The majority of Le Tote's products are rated on 15 different attributes, all related to fit, style, and comfort. After crunching data, Le Tote can pinpoint specific fabric materials customers found too itchy, or determine that certain sizes in specific brands are generating an excessive amount of fit complaints.

"We ask you very detailed questions," says Tondon. "If an item doesn't fit, we ask, "Is it too long, too short, too tight in the hip, bust, waist, shoulders, arms, inseams?' So if, for example, customers who are size eight are all saying that an item is too tight in the waist, clearly there is a problem with the way we are creating those garments."

Le Tote's algorithm also takes into account more exotic factors, like "fashion adoption curves" that vary from city to city, as well as local weather patterns. The ensuing one-to-one personalization that decides which clothes will go into which boxes (and eventually, stores) results in different offerings for Los Angeles in the summer and for Cleveland during a cold spell.

"Customers get access to this unlimited closet," says Northart, "and we are the trust layer that sits between those customers and the closet."

This may sound compelling — the online world's obsession with data, driving decisions in physical stores. But FIT's Carter says it isn't entirely unique. "All retailers say, "Oh, we know what our customers want,' " she says. "The customer votes every day. They either want it or they don't, and when they don't, it's a markdown. There is no mystery."

Perhaps. But to Tondon, data can be used to solve brick-and-­mortar's biggest problems. For example, there's the issue of discovery. Fewer and fewer people want to spend their time searching through racks of clothes. He paints a future in which a Lord & Taylor sales associate will draw upon your Le Tote profile to know your preferences the moment you walk in the door, and therefore be able to swiftly direct you to exactly what your heart desires.

Related: A Beginner's Guide to Building a Profitable Ecommerce Business

Lord & Taylor brings value to this equation, too. The average tenure of existing Lord & Taylor sales associates is a stunning 18 years — something Northart sees as a huge positive. Associates who are deeply embedded in their communities possess "tribal knowledge" about their customers, and that knowledge can be leveraged into helping those customers test out new services. But when I ask whether such veterans are likely to be comfortable with the new technologies Le Tote relies on, Northart shrugs.

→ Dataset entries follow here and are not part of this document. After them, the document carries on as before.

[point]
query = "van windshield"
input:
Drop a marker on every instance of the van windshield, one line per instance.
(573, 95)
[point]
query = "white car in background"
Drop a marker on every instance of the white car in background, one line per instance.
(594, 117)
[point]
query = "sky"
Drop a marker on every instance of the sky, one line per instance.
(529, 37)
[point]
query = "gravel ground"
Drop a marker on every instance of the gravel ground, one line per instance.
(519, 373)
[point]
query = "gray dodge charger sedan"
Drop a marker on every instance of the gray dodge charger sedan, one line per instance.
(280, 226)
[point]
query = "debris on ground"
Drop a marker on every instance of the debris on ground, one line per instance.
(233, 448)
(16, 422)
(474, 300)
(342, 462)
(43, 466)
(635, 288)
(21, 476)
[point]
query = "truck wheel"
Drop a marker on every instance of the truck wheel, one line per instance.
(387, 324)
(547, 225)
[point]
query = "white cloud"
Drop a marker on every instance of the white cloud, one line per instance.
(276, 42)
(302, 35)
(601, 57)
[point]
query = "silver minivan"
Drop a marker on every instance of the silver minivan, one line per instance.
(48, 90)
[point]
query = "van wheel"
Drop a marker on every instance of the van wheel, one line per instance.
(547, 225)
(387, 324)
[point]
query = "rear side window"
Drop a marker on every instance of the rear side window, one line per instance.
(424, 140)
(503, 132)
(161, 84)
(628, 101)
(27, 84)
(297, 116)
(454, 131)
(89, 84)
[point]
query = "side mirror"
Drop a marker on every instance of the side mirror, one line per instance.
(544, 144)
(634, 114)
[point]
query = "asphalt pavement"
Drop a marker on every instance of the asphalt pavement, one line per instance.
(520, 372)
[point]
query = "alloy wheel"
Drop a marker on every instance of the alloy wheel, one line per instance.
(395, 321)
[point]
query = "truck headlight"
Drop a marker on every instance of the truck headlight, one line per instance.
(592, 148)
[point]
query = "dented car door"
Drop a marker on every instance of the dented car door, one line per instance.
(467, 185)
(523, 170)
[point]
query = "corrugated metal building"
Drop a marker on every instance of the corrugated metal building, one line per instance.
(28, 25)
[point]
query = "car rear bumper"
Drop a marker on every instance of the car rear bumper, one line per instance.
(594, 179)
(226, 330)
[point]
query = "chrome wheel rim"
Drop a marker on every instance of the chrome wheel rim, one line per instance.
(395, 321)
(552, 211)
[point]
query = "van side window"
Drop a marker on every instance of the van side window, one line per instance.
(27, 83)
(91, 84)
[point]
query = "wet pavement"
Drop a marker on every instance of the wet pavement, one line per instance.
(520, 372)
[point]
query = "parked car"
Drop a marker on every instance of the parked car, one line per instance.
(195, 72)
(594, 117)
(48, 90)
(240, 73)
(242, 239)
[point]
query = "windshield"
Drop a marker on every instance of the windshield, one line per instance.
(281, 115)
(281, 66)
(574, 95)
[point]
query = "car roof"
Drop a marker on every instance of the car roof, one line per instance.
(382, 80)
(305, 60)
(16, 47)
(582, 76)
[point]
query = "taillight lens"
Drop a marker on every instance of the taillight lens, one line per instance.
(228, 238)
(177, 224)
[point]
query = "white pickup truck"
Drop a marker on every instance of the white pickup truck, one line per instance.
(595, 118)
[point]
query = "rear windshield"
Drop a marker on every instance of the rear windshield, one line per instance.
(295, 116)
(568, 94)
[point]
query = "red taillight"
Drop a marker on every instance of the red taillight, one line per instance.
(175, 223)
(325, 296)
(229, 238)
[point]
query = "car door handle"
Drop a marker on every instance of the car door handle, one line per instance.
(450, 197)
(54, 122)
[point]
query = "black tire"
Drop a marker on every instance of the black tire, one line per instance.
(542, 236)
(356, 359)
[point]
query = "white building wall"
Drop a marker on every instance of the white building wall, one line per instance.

"Some are, some aren't, and that's something that we'll have to figure out as we start to evolve the experience," he says.

In theory, Le Tote's data on consumer preferences will also allow it to micromanage store inventory so as to satisfy drop-in customers without having to stock everything under the sun. "We want to get people a much more self-serve experience," Tondon says. "The store will automatically recognize you and be able to give you recommendations, and then with a touch of a button, those items can be queued up in the fitting room."

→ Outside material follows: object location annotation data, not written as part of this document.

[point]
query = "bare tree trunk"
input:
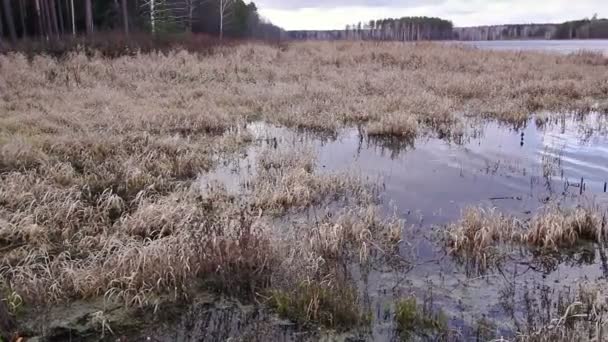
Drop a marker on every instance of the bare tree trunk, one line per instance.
(61, 21)
(89, 16)
(73, 17)
(190, 14)
(152, 19)
(46, 18)
(1, 27)
(53, 13)
(39, 17)
(224, 7)
(125, 16)
(22, 15)
(8, 14)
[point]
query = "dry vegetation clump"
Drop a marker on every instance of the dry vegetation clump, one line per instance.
(392, 87)
(139, 233)
(554, 228)
(286, 181)
(480, 232)
(578, 317)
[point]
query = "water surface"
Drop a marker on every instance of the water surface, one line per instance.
(554, 46)
(430, 180)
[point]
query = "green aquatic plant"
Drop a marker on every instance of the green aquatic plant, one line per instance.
(331, 306)
(413, 320)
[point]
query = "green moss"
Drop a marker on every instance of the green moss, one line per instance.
(329, 306)
(412, 320)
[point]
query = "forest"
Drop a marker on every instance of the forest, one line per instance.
(402, 29)
(51, 19)
(429, 28)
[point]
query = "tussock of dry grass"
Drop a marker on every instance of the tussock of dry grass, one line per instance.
(321, 85)
(58, 244)
(581, 318)
(480, 232)
(554, 228)
(287, 181)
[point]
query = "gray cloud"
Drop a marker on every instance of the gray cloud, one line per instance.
(299, 4)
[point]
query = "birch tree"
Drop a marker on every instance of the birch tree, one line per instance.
(73, 16)
(125, 16)
(22, 15)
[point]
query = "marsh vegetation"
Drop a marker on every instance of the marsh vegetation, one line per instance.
(144, 180)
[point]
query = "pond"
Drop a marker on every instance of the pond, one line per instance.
(430, 180)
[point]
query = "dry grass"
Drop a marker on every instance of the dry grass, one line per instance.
(60, 243)
(99, 157)
(480, 233)
(581, 318)
(395, 88)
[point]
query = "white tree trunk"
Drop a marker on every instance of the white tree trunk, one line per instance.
(152, 19)
(73, 18)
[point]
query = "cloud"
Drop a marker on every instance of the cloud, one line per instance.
(301, 4)
(336, 14)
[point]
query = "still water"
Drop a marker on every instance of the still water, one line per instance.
(554, 46)
(430, 180)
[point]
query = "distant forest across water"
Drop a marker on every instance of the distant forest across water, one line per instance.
(428, 28)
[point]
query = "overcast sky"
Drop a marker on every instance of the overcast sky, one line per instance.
(336, 14)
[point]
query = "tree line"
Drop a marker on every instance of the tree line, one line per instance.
(593, 28)
(52, 19)
(402, 29)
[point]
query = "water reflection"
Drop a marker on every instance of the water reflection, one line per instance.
(430, 180)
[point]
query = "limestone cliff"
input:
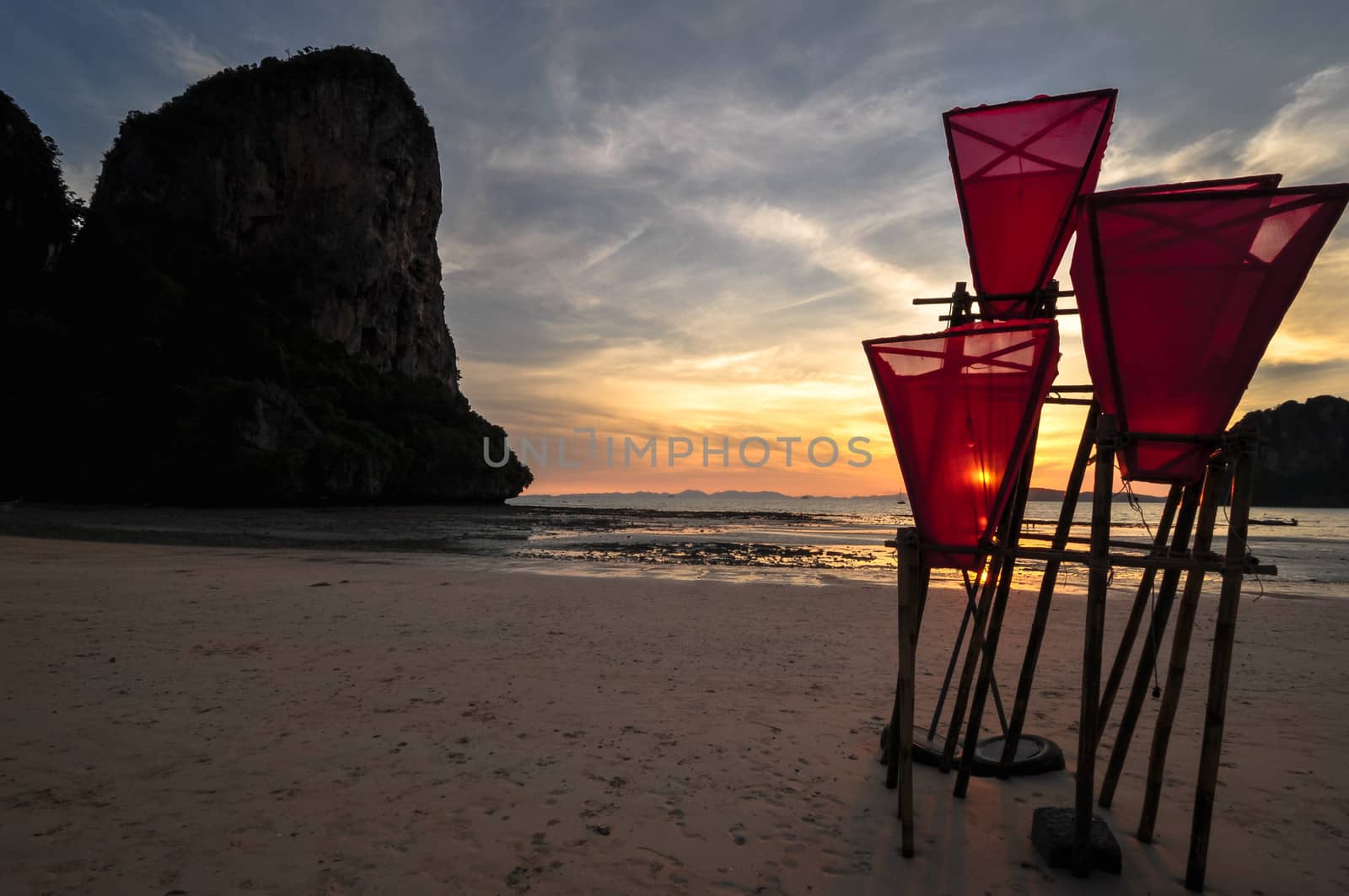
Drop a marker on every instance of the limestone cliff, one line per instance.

Whether or not the 150-plus-employee Le Tote will be able to turn around the 4,000-plus-employee Lord & Taylor is, of course, a question that can't be answered in the short term. But what first sounded crazy — check out the online startup that's moving into the mall! — may actually make more sense than the idea that there was ever really a fundamental difference between shopping in a store and shopping on a computer.

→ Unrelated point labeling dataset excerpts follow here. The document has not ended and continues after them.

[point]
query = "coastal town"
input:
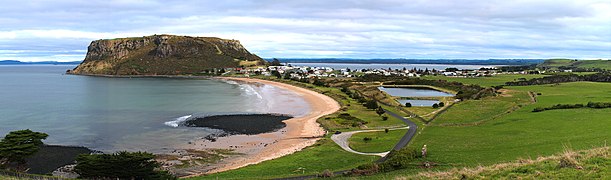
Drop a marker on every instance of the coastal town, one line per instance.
(289, 71)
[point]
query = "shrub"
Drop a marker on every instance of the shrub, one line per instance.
(400, 159)
(18, 145)
(366, 169)
(120, 165)
(380, 111)
(326, 173)
(371, 104)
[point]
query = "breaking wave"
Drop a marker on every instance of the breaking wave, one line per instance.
(177, 121)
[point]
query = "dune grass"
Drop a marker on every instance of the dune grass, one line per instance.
(312, 160)
(380, 140)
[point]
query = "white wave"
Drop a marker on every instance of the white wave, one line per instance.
(250, 91)
(231, 82)
(176, 122)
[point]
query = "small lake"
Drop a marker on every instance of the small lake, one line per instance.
(418, 102)
(415, 92)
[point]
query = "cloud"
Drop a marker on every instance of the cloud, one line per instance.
(345, 28)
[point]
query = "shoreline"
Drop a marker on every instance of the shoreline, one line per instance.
(299, 133)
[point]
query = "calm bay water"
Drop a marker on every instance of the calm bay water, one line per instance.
(111, 114)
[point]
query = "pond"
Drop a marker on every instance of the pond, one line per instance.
(418, 102)
(415, 92)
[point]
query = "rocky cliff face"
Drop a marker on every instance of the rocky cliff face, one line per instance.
(163, 55)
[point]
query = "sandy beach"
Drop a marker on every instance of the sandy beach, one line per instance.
(300, 132)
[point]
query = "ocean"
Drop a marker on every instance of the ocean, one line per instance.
(133, 114)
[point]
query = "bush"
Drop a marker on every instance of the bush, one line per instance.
(380, 111)
(598, 105)
(18, 145)
(371, 104)
(435, 105)
(120, 165)
(326, 173)
(366, 169)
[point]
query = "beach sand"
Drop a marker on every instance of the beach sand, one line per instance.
(300, 132)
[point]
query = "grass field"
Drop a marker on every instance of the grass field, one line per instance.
(523, 134)
(476, 111)
(326, 155)
(500, 137)
(312, 160)
(486, 81)
(588, 164)
(380, 140)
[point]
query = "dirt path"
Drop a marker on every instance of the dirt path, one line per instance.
(343, 141)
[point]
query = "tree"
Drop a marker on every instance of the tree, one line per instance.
(275, 62)
(120, 165)
(18, 145)
(380, 111)
(371, 104)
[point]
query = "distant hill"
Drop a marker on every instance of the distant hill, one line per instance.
(15, 62)
(164, 55)
(575, 64)
(417, 61)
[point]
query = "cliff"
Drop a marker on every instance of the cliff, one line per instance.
(163, 55)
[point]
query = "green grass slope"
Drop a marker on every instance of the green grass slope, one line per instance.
(589, 164)
(523, 133)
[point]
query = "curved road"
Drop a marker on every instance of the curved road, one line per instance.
(342, 141)
(411, 132)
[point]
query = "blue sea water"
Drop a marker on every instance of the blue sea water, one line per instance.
(135, 114)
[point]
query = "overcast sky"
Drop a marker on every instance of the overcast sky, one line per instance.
(61, 30)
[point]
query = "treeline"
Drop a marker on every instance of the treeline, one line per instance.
(598, 77)
(518, 68)
(596, 105)
(463, 91)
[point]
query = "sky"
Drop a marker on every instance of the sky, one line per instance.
(61, 30)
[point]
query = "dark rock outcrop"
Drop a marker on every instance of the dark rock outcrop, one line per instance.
(163, 55)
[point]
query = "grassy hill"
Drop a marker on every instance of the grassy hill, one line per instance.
(588, 164)
(164, 55)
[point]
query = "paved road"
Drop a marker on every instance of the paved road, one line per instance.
(342, 141)
(402, 143)
(411, 132)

From the late-19th-century days of the Sears catalog, customers have always gravitated to the most convenient option. Can Le Tote and Lord & Taylor be the modern answer to convenience? Perhaps. If they pull it off, Tondon and Northart may create a blueprint for the next generation of retail. And if not? More storefronts will likely close — but new ones will also open, and customers will keep shopping.